Baking Soda and Cider Vinegar
My new strategy calls for an alkaline washing ingredient—baking soda—followed by an acidic rinse of apple cider vinegar. That’s it!
To my surprise, the two-ingredient method worked well, leaving my hair clean, shiny, and more manageable than any of the hundred products or combinations of products that I’ve used through the decades.
This was cheap, easy, remarkably effective, and probably a lot safer. I always have these ingredients on hand for various household uses.
Like me, you probably won’t believe that the baking soda method will actually clean your hair, so you’ll want to give it your first try on a vacation or weekend day when you have the time to repeat with your usual routine if you don’t like the results.

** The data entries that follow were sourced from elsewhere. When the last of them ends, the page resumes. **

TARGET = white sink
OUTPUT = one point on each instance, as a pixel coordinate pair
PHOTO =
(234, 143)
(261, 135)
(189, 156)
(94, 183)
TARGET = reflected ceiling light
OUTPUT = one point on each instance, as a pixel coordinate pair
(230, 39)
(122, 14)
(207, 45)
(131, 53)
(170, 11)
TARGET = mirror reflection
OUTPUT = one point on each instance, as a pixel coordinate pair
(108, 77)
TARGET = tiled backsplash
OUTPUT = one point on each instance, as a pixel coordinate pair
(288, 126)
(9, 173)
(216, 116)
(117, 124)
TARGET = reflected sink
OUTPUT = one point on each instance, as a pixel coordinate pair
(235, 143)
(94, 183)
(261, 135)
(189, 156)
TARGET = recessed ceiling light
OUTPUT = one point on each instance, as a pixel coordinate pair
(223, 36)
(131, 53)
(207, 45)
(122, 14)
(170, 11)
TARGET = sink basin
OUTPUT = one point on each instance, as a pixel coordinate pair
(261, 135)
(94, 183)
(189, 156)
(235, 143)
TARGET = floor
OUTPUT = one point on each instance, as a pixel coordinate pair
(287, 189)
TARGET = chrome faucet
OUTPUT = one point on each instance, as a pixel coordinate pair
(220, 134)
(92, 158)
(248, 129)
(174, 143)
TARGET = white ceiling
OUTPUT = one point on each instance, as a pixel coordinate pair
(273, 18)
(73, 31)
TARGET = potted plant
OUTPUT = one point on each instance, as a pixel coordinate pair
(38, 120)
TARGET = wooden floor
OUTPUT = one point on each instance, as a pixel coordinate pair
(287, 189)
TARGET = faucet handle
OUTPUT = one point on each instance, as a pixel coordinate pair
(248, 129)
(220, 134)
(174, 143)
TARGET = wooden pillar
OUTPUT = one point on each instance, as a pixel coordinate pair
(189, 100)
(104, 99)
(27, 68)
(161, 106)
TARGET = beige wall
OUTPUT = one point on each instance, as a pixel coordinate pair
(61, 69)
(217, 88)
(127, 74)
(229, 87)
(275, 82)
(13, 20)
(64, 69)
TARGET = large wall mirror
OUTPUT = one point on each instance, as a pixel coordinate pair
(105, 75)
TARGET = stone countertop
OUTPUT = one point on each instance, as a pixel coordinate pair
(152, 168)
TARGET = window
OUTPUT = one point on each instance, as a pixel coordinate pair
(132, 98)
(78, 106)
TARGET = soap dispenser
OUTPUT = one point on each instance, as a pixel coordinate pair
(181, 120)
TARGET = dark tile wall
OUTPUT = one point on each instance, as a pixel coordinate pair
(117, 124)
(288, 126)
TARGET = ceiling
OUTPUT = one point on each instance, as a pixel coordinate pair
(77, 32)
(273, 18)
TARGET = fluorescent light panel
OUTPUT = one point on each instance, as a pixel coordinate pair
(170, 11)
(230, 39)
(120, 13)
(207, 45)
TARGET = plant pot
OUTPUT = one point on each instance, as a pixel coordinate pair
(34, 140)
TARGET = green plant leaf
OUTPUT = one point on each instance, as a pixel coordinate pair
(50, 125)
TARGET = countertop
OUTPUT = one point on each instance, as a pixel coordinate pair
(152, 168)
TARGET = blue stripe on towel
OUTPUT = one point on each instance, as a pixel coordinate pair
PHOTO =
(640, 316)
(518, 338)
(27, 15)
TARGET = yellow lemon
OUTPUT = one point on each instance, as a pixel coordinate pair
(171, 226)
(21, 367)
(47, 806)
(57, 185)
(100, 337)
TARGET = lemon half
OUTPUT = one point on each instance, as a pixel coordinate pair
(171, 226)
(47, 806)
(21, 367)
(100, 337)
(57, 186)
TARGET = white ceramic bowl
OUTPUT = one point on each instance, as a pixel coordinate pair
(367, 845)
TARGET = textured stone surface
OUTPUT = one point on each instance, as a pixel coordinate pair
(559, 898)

I’ve seen dozens of “recipes” for this natural approach to hair care. I don’t think that the exact proportions matter. I just fiddled around until I found what worked well for me.

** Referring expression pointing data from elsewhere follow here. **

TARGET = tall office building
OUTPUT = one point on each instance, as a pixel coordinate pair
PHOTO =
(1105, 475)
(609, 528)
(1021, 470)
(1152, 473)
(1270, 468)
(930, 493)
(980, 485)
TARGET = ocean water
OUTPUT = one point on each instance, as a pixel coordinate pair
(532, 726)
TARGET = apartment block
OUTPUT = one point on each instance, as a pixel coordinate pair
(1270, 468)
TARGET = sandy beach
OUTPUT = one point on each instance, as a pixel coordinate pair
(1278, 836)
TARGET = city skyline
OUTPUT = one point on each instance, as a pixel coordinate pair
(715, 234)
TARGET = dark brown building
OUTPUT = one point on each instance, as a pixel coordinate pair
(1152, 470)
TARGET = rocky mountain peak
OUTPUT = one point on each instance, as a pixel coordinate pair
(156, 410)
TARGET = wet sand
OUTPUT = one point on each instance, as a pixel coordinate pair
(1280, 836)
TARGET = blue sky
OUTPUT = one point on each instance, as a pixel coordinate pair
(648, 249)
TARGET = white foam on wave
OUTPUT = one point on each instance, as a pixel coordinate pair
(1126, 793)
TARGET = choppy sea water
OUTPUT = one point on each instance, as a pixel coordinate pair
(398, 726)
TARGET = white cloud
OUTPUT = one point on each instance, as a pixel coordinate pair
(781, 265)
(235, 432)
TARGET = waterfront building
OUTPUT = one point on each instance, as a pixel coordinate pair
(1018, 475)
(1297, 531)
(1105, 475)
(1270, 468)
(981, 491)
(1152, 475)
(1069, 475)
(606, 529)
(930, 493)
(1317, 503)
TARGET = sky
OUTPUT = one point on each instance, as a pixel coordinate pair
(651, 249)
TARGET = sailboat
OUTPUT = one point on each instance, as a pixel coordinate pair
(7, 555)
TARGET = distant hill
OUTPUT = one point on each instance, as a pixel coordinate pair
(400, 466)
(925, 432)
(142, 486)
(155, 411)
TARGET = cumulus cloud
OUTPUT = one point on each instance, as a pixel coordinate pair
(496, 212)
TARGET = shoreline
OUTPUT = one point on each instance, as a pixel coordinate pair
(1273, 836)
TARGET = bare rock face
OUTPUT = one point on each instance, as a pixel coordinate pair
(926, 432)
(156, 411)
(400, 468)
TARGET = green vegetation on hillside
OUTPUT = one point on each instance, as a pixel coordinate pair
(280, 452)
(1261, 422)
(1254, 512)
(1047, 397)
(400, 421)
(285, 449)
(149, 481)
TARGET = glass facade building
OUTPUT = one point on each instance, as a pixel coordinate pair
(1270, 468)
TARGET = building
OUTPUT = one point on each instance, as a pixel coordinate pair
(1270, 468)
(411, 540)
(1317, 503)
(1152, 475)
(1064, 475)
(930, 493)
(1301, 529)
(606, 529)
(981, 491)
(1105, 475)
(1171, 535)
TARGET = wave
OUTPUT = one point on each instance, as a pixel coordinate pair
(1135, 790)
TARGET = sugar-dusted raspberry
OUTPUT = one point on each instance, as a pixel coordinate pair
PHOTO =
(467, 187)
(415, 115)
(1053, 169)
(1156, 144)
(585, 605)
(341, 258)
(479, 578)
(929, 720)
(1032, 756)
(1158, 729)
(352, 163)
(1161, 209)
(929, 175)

How to Make Homemade Shampoo
Here’s how to both make and use the two-ingredient shampoo:
- I pour a bit less than half a cup of baking soda into a small bowl and ½ cup of cider vinegar into another.
- Then I add a couple of cups of warm water to each bowl.
- I pour the dissolved baking soda solution through my wet hair.
- Then I rinse my hair well.
- Finally, I pour the vinegar solution through. I usually don’t rinse it out, but you can. Either way, the vinegar smell disappears within minutes.
It took me a while to get used to the idea that just pouring a solution through my hair with no scrubbing or lathering could get it clean, but it really does. I haven’t found a need for conditioning, but I haven’t tested my new shampoo through a dry New England winter yet. But advocates of this hair care method suggest adding a few drops of olive, sesame, castor or some other oil to the washing solution for frizz or static control.
Some of my friends (who are now converted) use this shampoo along with another one to mix it up. That works, too. Do what works for you!
Check the safety rating on the personal-care products you use for yourself and your family. Environmental Working Groups staff scientists compare the ingredients on personal care product labels and websites with information in nearly 60 toxicity and regulatory databases.